La presencia masiva de fuerzas de seguridad transformó el paisaje cotidiano del barrio, con un cordón policial que incluía un micro y seis camionetas de la Federal estacionadas sobre Directorio, además de móviles distribuidos en las calles aledañas. Vecinos expresaron sorpresa ante el inusual operativo, que algunos consideraron desproporcionado comparándolo con lo que hubiera significado destinar esos recursos a mejorar los salarios docentes.

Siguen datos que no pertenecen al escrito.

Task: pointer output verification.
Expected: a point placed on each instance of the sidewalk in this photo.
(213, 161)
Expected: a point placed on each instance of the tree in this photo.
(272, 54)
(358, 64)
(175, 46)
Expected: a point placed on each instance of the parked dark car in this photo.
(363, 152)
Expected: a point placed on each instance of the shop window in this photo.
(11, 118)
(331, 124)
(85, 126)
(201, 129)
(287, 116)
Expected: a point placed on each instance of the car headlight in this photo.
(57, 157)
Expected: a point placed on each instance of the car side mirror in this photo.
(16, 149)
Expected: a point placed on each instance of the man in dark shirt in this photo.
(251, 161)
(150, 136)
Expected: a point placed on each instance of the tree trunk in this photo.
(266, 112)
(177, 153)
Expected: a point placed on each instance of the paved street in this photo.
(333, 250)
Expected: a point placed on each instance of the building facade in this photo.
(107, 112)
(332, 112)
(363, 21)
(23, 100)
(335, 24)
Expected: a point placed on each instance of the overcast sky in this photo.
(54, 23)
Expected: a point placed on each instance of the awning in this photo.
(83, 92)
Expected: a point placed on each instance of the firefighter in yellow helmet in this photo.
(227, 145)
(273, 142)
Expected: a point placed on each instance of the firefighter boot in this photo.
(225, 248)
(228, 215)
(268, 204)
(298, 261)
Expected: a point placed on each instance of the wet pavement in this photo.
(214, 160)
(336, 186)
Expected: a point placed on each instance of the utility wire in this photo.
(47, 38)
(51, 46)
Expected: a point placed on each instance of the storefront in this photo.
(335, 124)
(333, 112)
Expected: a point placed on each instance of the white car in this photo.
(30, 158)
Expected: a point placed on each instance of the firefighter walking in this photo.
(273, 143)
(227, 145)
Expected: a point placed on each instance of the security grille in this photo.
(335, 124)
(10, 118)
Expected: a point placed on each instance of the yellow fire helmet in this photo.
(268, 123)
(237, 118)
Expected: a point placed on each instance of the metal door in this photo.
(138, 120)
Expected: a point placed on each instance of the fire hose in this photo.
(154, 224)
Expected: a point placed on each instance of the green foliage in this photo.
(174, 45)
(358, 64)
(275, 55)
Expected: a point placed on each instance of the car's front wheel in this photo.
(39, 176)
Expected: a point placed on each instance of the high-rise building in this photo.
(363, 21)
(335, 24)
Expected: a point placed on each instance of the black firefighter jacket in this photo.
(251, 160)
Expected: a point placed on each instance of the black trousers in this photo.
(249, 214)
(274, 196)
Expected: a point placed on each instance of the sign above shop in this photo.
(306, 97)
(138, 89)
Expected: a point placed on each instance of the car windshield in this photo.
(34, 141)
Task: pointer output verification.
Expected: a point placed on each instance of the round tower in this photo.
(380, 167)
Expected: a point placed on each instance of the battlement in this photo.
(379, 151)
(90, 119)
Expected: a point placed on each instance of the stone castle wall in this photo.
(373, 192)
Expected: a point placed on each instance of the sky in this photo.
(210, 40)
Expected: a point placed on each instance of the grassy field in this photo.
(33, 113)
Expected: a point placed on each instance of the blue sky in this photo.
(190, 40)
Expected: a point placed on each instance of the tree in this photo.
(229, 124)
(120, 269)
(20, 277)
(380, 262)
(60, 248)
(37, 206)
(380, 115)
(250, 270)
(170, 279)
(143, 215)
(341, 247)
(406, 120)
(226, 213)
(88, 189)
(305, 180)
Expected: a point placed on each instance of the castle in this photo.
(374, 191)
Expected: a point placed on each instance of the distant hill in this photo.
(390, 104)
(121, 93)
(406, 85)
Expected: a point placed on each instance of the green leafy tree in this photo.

El conflicto escaló tras la revelación de que Adorni adquirió un departamento en la zona por más de 300 mil dólares, inmueble que no figuraba en su declaración jurada del año anterior. El funcionario había admitido la compra en una conferencia de prensa donde explicaba su vuelo privado a Punta del Este y la presencia de su esposa en el avión presidencial durante un viaje a Nueva York. Esta omisión generó indignación en el vecindario y alimentó especulaciones sobre la forma en que fue financiada la operación inmobiliaria.
Los docentes participantes de la clase pública aprovecharon la oportunidad para cuestionar la posición del jefe de Gabinete en materia de auditorías universitarias. “Se la pasó pidiendo auditorías para las universidades, hay que ver si él resiste una”, expresó Gabriel, docente de Filosofía y Letras, haciendo referencia a las críticas que Adorni ha formulado hacia el sector académico.
La acción de protesta contó con cobertura de múltiples medios de comunicación cuyos cronistas permanecieron en el lugar más allá de la conclusión del acto. Los vecinos consultados manifestaron descontento tanto con la decisión del funcionario de instalarse en el barrio como con el despliegue policial que consideraron innecesario y costoso para las arcas públicas.